Will people be able to see my hearing aids?
We understand that cosmetics are a concern for our patients. We have found that for most people who were initially concerned about their hearing aids being visible, the improvement in quality of life that they received from better hearing far outweighed their concerns about aesthetics. Also, our patients are much less embarrassed to be seen wearing a hearing aid than they are to constantly have to ask for repetition or respond inappropriately because of their hearing loss.
Additionally, modern hearing aids have been miniaturized to the point that they are often unnoticeable. In fact, some devices are completely invisible.
Will I need two hearing aids?
Most age-related, noise-induced, and genetic hearing loss occurs in both ears (binaural). If you have hearing loss in both of your ears, we will recommend binaural hearing aids. Having equal hearing in both ears results in better hearing in quiet and noisy situations, and better ability to tell where sounds are coming from.
About two-thirds of Americans are fit binaurally with hearing aids. Studies have shown that patients who have hearing loss in both ears and wear two hearing aids are significantly happier than those who only wear one.
Are hearing aids better now than they used to be?
Like many other high-tech devices (TVs, phones, computers), hearing aids have experienced a major technological revolution in the past decade and especially in the last few years.

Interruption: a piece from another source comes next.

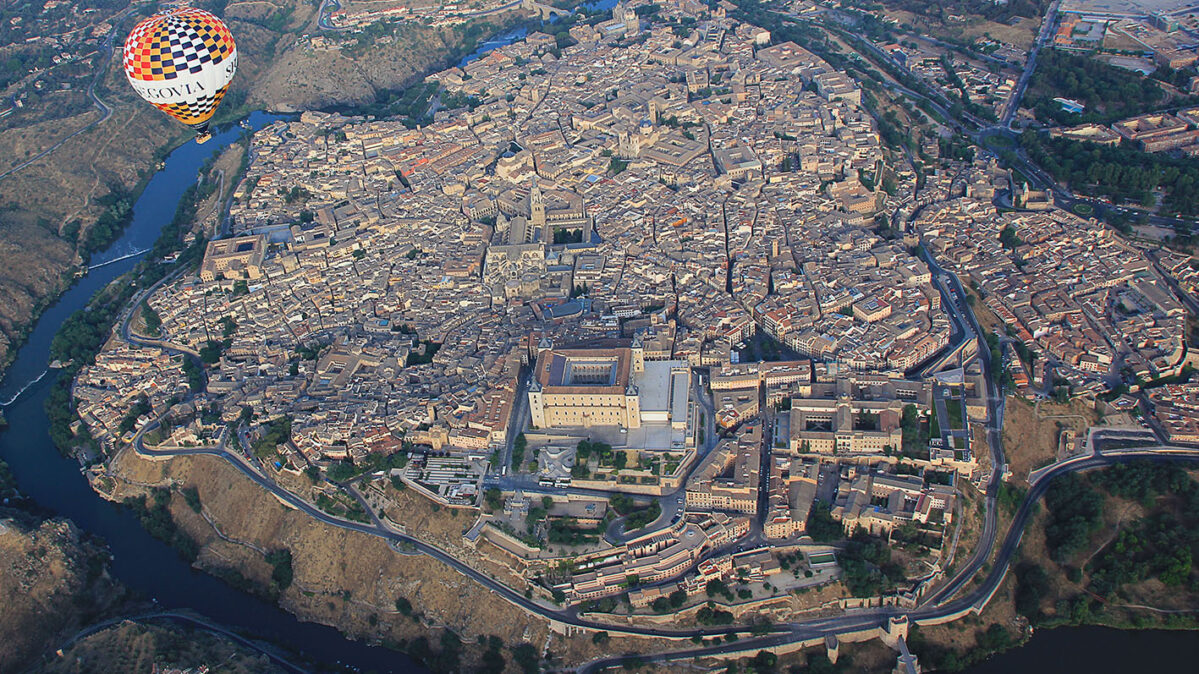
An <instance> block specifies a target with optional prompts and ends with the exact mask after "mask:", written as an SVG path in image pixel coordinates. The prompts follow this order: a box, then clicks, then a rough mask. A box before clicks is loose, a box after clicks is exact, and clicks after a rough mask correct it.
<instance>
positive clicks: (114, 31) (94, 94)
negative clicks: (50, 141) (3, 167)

The best of today’s hearing aids are designed to virtually eliminate feedback; make listening in noisy environments easier and more comfortable; stream stereo sound from TVs and radios directly to the hearing aid itself; let you talk on your phone hands-free; and much more. All in instruments that are smaller (in some cases, invisible) and more comfortable and powerful than ever before.

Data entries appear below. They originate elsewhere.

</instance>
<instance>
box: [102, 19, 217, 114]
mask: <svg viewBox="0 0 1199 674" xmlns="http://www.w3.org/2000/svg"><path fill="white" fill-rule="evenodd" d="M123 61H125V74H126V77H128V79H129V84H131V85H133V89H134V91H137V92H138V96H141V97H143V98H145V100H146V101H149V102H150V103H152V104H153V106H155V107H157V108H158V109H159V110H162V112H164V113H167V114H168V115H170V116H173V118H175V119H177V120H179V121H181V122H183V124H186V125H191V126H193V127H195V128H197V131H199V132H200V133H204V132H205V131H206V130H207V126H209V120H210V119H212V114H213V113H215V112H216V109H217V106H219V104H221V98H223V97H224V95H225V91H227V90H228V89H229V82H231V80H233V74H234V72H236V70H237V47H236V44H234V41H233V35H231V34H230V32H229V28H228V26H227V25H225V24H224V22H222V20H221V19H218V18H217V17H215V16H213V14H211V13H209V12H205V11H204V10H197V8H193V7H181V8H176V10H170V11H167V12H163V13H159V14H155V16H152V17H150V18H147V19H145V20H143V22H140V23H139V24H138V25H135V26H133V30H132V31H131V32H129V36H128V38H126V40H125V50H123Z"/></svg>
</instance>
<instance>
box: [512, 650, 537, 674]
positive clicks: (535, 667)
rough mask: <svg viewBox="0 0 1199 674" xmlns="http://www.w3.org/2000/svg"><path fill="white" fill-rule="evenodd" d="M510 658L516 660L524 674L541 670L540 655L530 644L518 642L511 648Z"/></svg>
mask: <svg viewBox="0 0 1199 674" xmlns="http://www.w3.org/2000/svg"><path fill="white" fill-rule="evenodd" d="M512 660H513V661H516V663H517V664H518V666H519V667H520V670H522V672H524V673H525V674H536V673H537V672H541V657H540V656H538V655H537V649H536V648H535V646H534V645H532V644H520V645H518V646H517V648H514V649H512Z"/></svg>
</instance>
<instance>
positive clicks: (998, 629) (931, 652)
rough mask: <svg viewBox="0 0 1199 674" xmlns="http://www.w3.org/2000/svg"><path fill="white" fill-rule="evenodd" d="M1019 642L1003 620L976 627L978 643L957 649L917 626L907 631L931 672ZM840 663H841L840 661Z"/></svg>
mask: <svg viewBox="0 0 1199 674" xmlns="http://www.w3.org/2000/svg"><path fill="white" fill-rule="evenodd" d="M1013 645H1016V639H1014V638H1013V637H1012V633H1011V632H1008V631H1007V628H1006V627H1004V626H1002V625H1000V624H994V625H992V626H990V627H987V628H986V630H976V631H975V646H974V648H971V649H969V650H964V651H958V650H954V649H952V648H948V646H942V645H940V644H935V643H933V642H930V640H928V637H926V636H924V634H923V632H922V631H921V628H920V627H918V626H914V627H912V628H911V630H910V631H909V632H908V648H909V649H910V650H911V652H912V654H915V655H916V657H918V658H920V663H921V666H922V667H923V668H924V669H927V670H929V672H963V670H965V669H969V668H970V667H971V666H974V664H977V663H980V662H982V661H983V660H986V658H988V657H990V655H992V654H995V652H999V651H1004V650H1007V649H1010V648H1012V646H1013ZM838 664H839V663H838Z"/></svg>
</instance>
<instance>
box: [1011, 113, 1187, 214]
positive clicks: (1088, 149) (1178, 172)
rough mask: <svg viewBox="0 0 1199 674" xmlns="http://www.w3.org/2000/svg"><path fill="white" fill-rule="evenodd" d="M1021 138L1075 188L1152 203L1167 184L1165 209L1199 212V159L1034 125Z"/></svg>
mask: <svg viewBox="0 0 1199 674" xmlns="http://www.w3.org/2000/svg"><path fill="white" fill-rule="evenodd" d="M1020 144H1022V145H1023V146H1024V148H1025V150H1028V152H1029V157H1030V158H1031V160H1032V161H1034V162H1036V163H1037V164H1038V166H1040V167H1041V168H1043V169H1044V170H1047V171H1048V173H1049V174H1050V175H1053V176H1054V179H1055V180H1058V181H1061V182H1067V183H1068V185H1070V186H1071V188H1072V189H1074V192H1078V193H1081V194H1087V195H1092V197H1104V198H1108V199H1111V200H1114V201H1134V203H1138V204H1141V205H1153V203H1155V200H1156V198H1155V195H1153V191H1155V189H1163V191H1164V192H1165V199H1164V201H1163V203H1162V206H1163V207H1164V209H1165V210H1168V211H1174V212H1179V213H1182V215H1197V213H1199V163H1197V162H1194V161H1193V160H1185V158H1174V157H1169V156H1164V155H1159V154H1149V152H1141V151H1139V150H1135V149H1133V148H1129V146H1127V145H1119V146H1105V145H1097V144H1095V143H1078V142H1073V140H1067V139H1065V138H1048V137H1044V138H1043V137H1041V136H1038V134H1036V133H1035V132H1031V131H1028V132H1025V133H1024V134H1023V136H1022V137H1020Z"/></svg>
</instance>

What if I don't like my hearing aids?
We understand that you are making a significant investment when you purchase hearing aids, and we want to make sure that you are completely satisfied with that investment. That is why we offer a 45 day trial period with ALL of our hearing aids.
That means if you don’t like your hearing aids we can try different types of technology, or you can return the devices. We refund the full price of the hearing aids less our fitting and travel fees.

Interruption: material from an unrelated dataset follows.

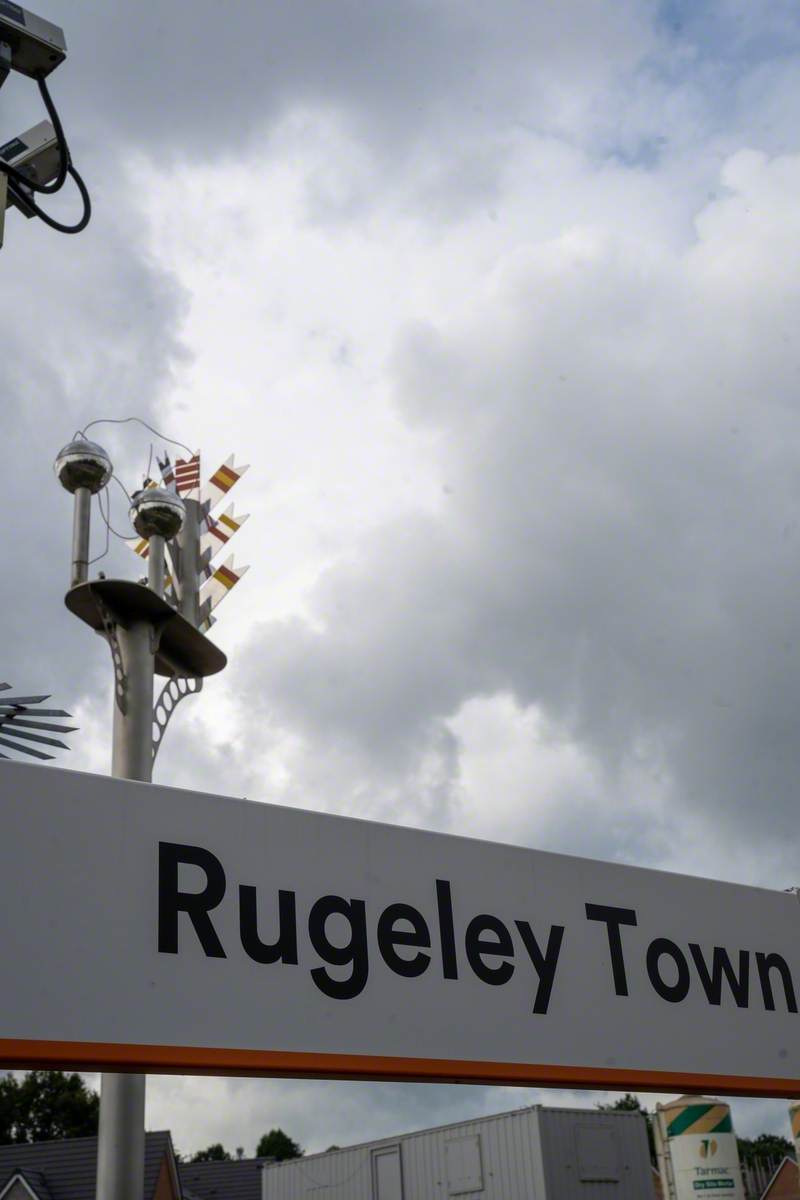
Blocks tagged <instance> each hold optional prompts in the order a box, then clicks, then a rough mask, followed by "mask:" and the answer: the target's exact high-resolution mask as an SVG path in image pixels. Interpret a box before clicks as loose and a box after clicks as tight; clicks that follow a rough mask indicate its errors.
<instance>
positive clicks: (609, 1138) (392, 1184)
mask: <svg viewBox="0 0 800 1200" xmlns="http://www.w3.org/2000/svg"><path fill="white" fill-rule="evenodd" d="M261 1181H263V1193H261V1200H306V1198H313V1200H449V1198H451V1196H457V1198H458V1200H654V1198H655V1188H654V1183H652V1171H651V1166H650V1154H649V1150H648V1135H646V1127H645V1122H644V1117H643V1116H642V1115H640V1114H639V1112H599V1111H597V1110H596V1109H546V1108H542V1106H541V1105H536V1106H534V1108H527V1109H517V1110H515V1111H513V1112H500V1114H498V1115H495V1116H487V1117H477V1118H476V1120H474V1121H459V1122H457V1123H455V1124H447V1126H439V1127H437V1128H433V1129H420V1130H417V1132H416V1133H408V1134H402V1135H401V1136H397V1138H383V1139H380V1140H378V1141H368V1142H362V1144H361V1145H357V1146H348V1147H344V1148H342V1150H331V1151H326V1152H325V1153H323V1154H307V1156H305V1157H303V1158H297V1159H293V1160H290V1162H285V1163H273V1164H269V1165H267V1166H265V1168H264V1170H263V1174H261Z"/></svg>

Your trust, confidence, and satisfaction is our #1 priority. On average, over 90% of our new patients decide they are highly satisfied with their investment in better hearing, and decide to keep their hearing aids. We use the most advanced and proven patient care technology and practices to ensure our patients the highest possible likelihood of success with hearing aids.
Why hasn't my physician recommended hearing aids?
Only about 13% of physicians routinely screen for hearing loss. Since most people with hearing impairments hear just fine in quiet environments (like your doctor’s office), it can be very difficult for your physician to recognize this problem. Additionally, most physicians do not complete continuing education on hearing aids and hearing loss, so they are not typically aware of what technology and options are available.
Only a trained hearing professional can determine the severity of your hearing problem, whether or not you could benefit from a hearing aid, and which type would be best for you.
I think I have a hearing problem. What do I do?
Schedule a house call with a ClearLife Doctor of Audiology. We will perform a complete evaluation, and determine what the best course of action is for you.
You can reach us at 844-440-HEAR (4327) or by email at [email protected]earlifehearing.com.
Our regular hours are Monday-Friday from 8-5, however after hours and Saturday appointments are available by request.
How will hearing aids improve my quality of life?
Hearing aids have been found to have a significant positive impact in multiple areas of people’s lives. Just a few examples of the reported changes after wearing hearing aids include:
- Higher self-confidence
- Better relationships with friends and family
- More likely to be socially active
- Lower incidence of isolation and depression
- Increased earning power
- Better overall sense of well-being
You can see that the potential improvement in quality of life by wearing hearing aids is significant!